Sejarah Hari Perempuan Sedunia, Serupa Cerita Aktivis Marsinah
Hari perempuan sedunia diperingati setiap tanggal 8 Maret, atau jatuh pada hari Selasa ini. Sejarah peringatan Hari Perempuan Sedunia hampir mirip dengan peristiwa perjuangan salah satu aktivis perempuan bernama Marsinah. Ia menuntut upah yang semestinya bagi seluruh karyawan.
Selama lebih dari satu abad orang di seluruh dunia telah menandai 8 Maret sebagai hari istimewa bagi perempuan. Hari Perempuan Internasional, juga dikenal sebagai IWD, tumbuh dari gerakan buruh menjadi acara tahunan yang diakui oleh PBB.
Bermula pada tahun 1908, ketika 15.000 wanita berbaris melalui New York menuntut jam kerja yang lebih pendek, gaji yang lebih baik dan hak untuk memilih. Setahun kemudian, Partai Sosialis Amerika mendeklarasikan Hari Perempuan Nasional pertama.
Clara Zetkin, seorang aktivis komunis dan pembela hak-hak perempuan, yang mengusulkan pembentukan hari internasional.
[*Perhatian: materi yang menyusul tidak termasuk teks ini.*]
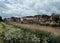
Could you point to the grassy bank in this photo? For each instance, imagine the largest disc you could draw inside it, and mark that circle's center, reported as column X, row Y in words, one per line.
column 52, row 24
column 15, row 34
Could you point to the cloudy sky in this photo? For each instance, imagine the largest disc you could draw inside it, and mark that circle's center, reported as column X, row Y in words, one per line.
column 19, row 8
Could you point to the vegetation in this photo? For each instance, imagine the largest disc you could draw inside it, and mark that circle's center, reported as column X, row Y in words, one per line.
column 14, row 34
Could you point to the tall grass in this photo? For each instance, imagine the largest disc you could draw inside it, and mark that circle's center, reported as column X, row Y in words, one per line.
column 14, row 34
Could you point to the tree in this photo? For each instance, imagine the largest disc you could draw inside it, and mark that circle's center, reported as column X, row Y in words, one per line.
column 1, row 19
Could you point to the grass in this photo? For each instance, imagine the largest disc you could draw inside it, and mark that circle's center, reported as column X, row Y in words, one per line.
column 14, row 34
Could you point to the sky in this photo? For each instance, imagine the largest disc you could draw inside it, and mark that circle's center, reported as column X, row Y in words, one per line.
column 19, row 8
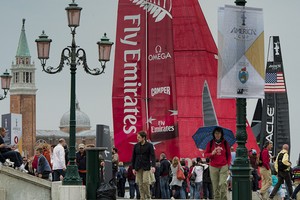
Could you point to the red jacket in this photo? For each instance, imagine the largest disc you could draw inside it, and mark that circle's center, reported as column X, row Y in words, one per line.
column 220, row 159
column 265, row 157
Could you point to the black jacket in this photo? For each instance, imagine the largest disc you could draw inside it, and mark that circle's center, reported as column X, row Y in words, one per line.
column 164, row 167
column 143, row 156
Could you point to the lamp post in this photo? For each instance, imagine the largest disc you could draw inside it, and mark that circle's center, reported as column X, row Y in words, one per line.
column 73, row 56
column 5, row 83
column 241, row 168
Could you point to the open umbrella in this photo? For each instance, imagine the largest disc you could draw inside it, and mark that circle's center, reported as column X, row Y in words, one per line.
column 204, row 135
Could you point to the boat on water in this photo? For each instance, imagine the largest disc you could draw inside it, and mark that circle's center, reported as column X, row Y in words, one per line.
column 271, row 118
column 165, row 78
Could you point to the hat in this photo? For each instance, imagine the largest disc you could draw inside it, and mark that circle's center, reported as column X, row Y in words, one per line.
column 81, row 146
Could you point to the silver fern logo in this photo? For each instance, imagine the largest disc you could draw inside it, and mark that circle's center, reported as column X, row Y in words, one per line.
column 159, row 9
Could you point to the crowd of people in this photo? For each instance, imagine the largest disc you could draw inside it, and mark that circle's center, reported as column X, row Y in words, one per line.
column 48, row 162
column 163, row 178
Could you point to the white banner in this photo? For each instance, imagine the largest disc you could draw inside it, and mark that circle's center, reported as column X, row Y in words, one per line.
column 12, row 122
column 241, row 71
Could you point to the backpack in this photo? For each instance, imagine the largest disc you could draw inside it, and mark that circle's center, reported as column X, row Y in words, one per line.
column 193, row 177
column 281, row 165
column 259, row 162
column 225, row 144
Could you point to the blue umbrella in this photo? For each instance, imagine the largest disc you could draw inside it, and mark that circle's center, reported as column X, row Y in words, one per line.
column 204, row 135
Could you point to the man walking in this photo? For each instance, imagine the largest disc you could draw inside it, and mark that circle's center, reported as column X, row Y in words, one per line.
column 43, row 169
column 265, row 170
column 10, row 153
column 59, row 162
column 143, row 159
column 282, row 167
column 218, row 151
column 164, row 176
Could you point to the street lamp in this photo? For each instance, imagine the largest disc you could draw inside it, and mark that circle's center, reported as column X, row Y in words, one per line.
column 5, row 83
column 73, row 56
column 241, row 187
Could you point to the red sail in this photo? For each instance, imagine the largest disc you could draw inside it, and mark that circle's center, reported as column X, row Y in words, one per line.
column 165, row 54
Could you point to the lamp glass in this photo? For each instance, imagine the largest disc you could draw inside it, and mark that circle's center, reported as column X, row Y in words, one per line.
column 104, row 52
column 43, row 48
column 73, row 16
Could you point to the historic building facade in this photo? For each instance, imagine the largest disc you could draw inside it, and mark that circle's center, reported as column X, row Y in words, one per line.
column 23, row 92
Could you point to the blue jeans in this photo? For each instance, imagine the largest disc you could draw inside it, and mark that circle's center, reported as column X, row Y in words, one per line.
column 198, row 186
column 192, row 191
column 57, row 173
column 133, row 187
column 164, row 187
column 297, row 189
column 13, row 156
column 179, row 192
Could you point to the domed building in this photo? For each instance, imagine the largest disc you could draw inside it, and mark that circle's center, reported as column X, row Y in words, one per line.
column 84, row 134
column 82, row 121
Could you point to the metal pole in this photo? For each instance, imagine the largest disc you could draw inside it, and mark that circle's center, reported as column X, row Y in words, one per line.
column 241, row 183
column 241, row 179
column 72, row 177
column 93, row 175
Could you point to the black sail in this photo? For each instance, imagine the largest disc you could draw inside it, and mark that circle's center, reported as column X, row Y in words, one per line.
column 275, row 124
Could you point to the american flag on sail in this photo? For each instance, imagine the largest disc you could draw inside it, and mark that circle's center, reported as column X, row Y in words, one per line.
column 275, row 82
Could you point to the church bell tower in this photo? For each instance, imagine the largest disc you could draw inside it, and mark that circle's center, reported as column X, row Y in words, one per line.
column 23, row 93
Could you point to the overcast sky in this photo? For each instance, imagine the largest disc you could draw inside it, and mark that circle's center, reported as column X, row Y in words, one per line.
column 98, row 16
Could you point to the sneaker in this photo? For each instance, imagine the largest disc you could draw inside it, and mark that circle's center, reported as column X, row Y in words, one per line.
column 260, row 196
column 9, row 163
column 22, row 169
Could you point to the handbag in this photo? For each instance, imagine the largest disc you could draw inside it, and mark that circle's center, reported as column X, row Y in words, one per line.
column 180, row 175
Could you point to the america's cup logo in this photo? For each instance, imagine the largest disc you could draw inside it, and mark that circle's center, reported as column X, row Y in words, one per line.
column 159, row 9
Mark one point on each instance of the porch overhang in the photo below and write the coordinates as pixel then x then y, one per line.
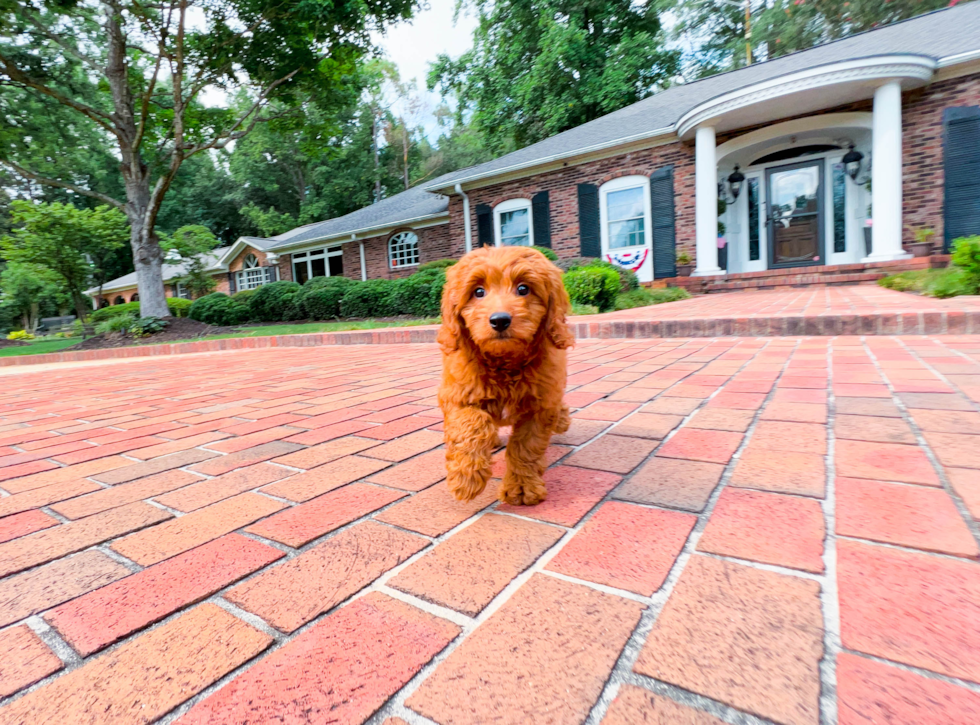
pixel 806 91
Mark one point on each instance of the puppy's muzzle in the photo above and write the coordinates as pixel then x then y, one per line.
pixel 500 321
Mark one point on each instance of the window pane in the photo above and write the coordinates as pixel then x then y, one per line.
pixel 514 228
pixel 625 204
pixel 626 234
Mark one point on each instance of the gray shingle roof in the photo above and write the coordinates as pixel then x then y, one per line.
pixel 408 205
pixel 936 35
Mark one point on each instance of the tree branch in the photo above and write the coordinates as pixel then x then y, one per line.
pixel 21 78
pixel 62 184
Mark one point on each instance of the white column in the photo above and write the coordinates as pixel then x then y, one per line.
pixel 705 202
pixel 886 175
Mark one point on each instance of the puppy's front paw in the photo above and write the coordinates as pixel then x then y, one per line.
pixel 526 493
pixel 467 487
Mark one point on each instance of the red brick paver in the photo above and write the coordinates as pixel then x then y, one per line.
pixel 302 489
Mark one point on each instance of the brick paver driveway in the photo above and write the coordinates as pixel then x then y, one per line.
pixel 738 530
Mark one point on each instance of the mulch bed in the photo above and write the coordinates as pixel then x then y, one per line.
pixel 180 328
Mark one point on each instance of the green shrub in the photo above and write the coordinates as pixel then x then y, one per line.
pixel 276 302
pixel 552 257
pixel 642 297
pixel 950 282
pixel 321 301
pixel 178 306
pixel 374 298
pixel 592 285
pixel 218 308
pixel 966 256
pixel 130 308
pixel 146 326
pixel 437 264
pixel 119 323
pixel 420 294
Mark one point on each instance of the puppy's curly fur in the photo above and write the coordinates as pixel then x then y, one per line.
pixel 512 377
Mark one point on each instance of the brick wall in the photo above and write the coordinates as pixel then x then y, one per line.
pixel 563 195
pixel 922 149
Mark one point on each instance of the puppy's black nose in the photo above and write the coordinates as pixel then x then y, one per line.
pixel 500 321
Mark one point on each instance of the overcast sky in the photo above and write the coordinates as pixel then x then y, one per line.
pixel 415 44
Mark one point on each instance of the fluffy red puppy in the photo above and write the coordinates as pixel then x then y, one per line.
pixel 503 342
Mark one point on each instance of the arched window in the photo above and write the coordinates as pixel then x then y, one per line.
pixel 252 275
pixel 512 223
pixel 403 250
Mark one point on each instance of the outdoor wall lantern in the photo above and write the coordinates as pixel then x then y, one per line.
pixel 852 162
pixel 735 181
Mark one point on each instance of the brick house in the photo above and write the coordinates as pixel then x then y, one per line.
pixel 820 166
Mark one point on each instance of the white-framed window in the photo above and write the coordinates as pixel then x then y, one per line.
pixel 252 275
pixel 403 250
pixel 624 211
pixel 327 262
pixel 512 223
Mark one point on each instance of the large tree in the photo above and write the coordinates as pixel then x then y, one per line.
pixel 134 73
pixel 717 27
pixel 538 67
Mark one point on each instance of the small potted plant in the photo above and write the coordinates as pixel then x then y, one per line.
pixel 684 266
pixel 922 246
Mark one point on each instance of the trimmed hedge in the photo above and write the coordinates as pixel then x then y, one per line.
pixel 321 301
pixel 592 285
pixel 218 308
pixel 373 298
pixel 276 302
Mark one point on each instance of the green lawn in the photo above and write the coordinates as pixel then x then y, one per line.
pixel 38 347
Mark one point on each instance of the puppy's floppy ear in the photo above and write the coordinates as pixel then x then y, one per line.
pixel 556 328
pixel 451 330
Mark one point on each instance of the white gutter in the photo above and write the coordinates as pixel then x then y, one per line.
pixel 467 232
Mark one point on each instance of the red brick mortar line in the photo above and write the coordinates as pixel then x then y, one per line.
pixel 953 322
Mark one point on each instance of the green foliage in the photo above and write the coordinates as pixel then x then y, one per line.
pixel 218 308
pixel 549 254
pixel 107 313
pixel 190 246
pixel 178 306
pixel 321 297
pixel 437 264
pixel 373 298
pixel 780 26
pixel 276 302
pixel 64 239
pixel 119 323
pixel 543 66
pixel 420 294
pixel 642 297
pixel 146 326
pixel 592 285
pixel 966 256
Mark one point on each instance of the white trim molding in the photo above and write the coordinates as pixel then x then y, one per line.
pixel 911 70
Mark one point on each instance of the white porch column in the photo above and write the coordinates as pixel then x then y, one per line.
pixel 886 175
pixel 706 202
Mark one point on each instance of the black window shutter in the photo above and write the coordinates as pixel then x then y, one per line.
pixel 588 220
pixel 961 202
pixel 662 210
pixel 541 219
pixel 484 225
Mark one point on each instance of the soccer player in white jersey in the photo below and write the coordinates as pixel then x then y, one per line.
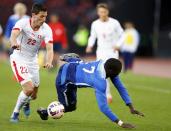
pixel 108 32
pixel 26 37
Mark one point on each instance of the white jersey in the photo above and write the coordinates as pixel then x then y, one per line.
pixel 31 40
pixel 131 40
pixel 107 34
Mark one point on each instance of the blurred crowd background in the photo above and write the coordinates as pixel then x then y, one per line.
pixel 73 18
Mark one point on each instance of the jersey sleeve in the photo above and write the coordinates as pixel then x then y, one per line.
pixel 102 100
pixel 121 89
pixel 19 25
pixel 8 28
pixel 93 35
pixel 48 38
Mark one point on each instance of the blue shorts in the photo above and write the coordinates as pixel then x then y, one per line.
pixel 57 47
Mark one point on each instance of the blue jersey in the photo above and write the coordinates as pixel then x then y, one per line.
pixel 92 74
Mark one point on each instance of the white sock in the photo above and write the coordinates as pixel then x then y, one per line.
pixel 22 98
pixel 108 93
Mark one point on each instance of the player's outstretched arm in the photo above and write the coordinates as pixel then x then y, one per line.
pixel 124 125
pixel 13 39
pixel 70 57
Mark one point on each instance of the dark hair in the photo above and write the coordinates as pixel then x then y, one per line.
pixel 102 5
pixel 112 67
pixel 36 8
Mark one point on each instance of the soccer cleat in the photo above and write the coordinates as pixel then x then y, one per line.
pixel 26 110
pixel 42 113
pixel 14 117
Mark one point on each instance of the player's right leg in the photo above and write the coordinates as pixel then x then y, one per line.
pixel 108 92
pixel 20 71
pixel 22 99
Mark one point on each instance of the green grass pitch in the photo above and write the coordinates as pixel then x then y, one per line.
pixel 151 95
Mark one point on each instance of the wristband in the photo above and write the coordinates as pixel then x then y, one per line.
pixel 120 123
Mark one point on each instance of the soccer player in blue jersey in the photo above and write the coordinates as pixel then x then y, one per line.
pixel 77 74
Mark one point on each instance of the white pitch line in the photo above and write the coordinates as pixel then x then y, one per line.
pixel 143 87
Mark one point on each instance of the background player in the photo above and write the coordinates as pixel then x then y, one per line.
pixel 108 32
pixel 25 39
pixel 76 73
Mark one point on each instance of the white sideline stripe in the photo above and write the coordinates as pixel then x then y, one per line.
pixel 143 87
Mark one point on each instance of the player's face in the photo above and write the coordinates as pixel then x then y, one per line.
pixel 40 18
pixel 102 13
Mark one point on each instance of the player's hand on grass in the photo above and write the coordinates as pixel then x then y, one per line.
pixel 133 111
pixel 48 66
pixel 15 46
pixel 127 125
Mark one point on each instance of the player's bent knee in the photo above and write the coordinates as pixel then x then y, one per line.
pixel 28 88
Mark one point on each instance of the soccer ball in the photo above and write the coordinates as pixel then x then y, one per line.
pixel 55 110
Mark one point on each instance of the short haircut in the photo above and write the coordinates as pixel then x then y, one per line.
pixel 36 8
pixel 112 67
pixel 102 5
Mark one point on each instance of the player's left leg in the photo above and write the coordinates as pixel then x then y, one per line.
pixel 108 92
pixel 34 71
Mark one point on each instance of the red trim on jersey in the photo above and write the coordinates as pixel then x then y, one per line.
pixel 16 71
pixel 16 29
pixel 31 26
pixel 51 42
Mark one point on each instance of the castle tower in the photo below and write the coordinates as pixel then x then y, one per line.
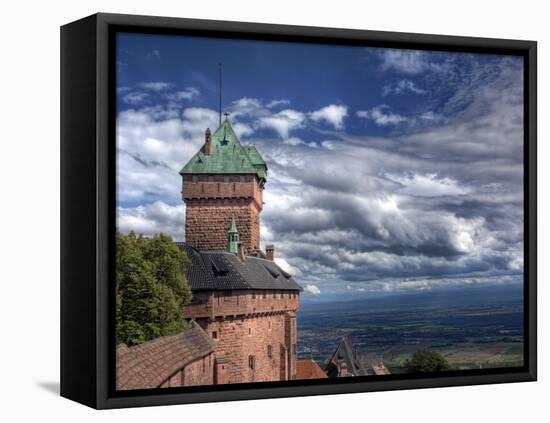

Dia memasukkan idenya ke Konferensi Internasional Wanita Pekerja di Kopenhagen pada 1910, dan 100 wanita di sana, dari 17 negara, menyetujuinya dengan suara bulat.
Sejarah Hari Perempuan Sedunia
Hari Perempuan Internasional lahir dari gerakan hak-hak perempuan di negara-negara industri pada awal 1900-an. Partai Sosialis Amerika pertama kali mendeklarasikan Hari Perempuan Nasional pada tahun 1909.
Hari itu akan diperingati pada hari minggu terakhir bulan Februari sampai tahun 1913. Pada tahun 1910, pada Konferensi Internasional Perempuan Buruh yang kedua, pertemuan perempuan dari aktivis dan organisasi politik di Kopenhagen, gagasan Hari Perempuan Internasional diusulkan dan disetujui.
Hari itu akan diperingati untuk pertama kalinya pada tahun berikutnya pada 19 Maret 1911 di beberapa negara Eropa. Perayaan itu termasuk aksi unjuk rasa dan acara yang menyerukan hak perempuan untuk memilih dan diakhirinya diskriminasi gender.
Tanggal 8 Maret telah menjadi tanggal tetap untuk Hari Perempuan Internasional sejak 1914, ketika hari itu dipindahkan agar sejalan dengan wanita Rusia yang merayakan hari itu pada 23 Februari di kalender Gregorian. Perserikatan Bangsa-Bangsa (PBB) pertama kali mengakui Hari Perempuan Internasional pada tahun 1975.
Di Indonesia sendiri, hal serupa juga pernah terjadi, yakni pada masa Orde Baru. Pada tanggal 3 dan 4 Mei 1993 aktivis perempuan bernama Marsinah sekaligus karyawan PT. Catur Putra Surya, atau pabrik jam tangan melakukan unjuk rasa untuk menuntut hak atas upah yang seharusnya diterima oleh seluruh karyawan. Hal ini sesuai edaran Gubernur KDH TK I Jawa Timur mengeluarkan Surat Edaran No. 50/Th. 1992 yang berisi imbauan kepada pengusaha agar menaikkan kesejahteraan karyawannya dengan memberikan kenaikan gaji sebesar 20 persen gaji pokok.
Penentuan Tanggal Untuk Peringatan Hari Perempuan Sedunia
Gagasan Clara Zetkin untuk Hari Perempuan Internasional tidak memiliki tanggal yang pasti. Itu tidak diformalkan sampai pemogokan masa perang pada tahun 1917, ketika perempuan Rusia menuntut "roti dan perdamaian". Pemogokan dimulai pada 8 Maret dan ini menjadi tanggal Hari Perempuan Internasional dirayakan.
Tsar Rusia dipaksa untuk turun tahta dan pemerintah sementara memberikan wanita hak untuk memilih. Diketahui aksi mogok para perempuan tersebut terjadi pada hari Minggu 23 Februari dalam Kalender Julian, yang saat itu digunakan di Rusia. Jika dihitung dalam kalender Gregorian, aksi mogok tersebut jatuh pada 8 Maret, yang kini dirayakan sebagai Hari Perempuan Internasional.
Hari Perempuan Internasional juga ditetapkan sebagai hari libur resmi di banyak negara, seperti Afghanistan, Armenia, Azerbaijan, Belarus, Burkina Faso, Kamboja, China (khusus perempuan), Kuba, Georgia, Guinea-Bissau, Eritrea, Kazakhstan, Kyrgyzstan, Laos, Madagaskar (khusus perempuan), Moldova, Mongolia, Montenegro, Nepal (khusus perempuan), Rusia, Tajikistan, Turkmenistan, Uganda, Ukraina, Uzbekistan, Vietnam, dan Zambia.
Di masa sekarang, gagasan dan konsep tentang kesetaraan gender bukanlah hal yang tabu lagi untuk dibicarakan. Kini, perempuan memiliki kesempatan untuk berada di pemerintahan, kesetaraan yang lebih besar dalam hak-hak legislatif, dan apresiasi terhadap pencapaian mereka di berbagai bidang.